The layout and content of a proper robots.txt file is somewhat undefined. There is no standards body that controls it and a weak central hub that houses remnants of its history (and several broken links). It’s odd that this defacto standard, which is used on essentially every web site, would have such little documentation and support.
The concept of robots.txt was invented by a guy named Martijn Koster after he was essentially DOS’ed by a random crawler, the design was accepted by a newsgroup consensus in 1994.

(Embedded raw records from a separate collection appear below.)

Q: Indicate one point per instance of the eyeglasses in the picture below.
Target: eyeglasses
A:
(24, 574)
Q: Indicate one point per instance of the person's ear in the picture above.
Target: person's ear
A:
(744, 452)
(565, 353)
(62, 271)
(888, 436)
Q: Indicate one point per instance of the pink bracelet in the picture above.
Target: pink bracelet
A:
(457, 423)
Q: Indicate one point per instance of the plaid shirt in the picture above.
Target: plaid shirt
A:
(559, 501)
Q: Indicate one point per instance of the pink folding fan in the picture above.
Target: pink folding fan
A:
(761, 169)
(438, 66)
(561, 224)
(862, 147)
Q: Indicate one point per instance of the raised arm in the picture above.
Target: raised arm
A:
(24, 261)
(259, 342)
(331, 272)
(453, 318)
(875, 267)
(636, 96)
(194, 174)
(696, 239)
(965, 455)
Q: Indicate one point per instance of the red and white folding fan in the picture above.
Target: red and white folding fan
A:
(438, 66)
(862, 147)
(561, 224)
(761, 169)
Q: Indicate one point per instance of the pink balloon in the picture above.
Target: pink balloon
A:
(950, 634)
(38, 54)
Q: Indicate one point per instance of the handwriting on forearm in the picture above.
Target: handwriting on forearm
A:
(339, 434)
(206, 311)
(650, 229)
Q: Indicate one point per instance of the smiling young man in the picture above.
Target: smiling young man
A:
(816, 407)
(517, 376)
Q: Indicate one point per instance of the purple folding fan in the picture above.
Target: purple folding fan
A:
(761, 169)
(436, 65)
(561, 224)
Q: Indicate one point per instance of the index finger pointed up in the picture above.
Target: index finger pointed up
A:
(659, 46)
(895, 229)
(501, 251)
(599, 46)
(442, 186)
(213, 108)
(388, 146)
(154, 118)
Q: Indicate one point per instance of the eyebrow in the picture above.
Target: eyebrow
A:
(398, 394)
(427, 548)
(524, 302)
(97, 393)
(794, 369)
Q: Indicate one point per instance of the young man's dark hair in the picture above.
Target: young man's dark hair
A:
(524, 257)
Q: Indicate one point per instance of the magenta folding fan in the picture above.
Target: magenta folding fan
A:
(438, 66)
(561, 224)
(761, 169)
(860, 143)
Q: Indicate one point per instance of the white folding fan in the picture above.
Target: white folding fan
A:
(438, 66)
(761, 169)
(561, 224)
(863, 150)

There have been a few failed attempts to officially formalize and/or update the robots.txt standard. There have been a few calls for regular expressions and indexing control (which is actually distinctly different from crawling). Unfortunately the demand isn’t there so it appears robots.txt will stay mostly unstandardized.
Sadly, after researching all the possible ways to write it, my robots.txt remains extremely simple.
Here’s the best resources I’ve scraped together:
- Original Post defining robots.txt, 1994
- Draft robots.txt RFC. 1996
- Wikipedia Page
- Google’s specification of robots.txt
- Google’s robots.txt Testing Tool
“Legal” robots.txt lines
|User-agent:||1994 Post||Limit the following restrictions to this particular crawler to the following bot.|
|Disallow:||1994 Post||Bots should not load any URLs starting with the following text.|
|Allow:||1996 Draft RFC||Bots should feel free to parse this URL, even if it is also covered by a Dissallow: line.|
|Sitemap:||sitemaps.org||URL(s) of xml sitemaps. Created by google in 2005, officially supported by Google, Bing, Yahoo and others.|
|Crawl-delay:||Limit successive html queries to once per this many seconds. Notably not supported by Google.|
|Host:||If this site is a mirror, use the Host: domain for indexing.|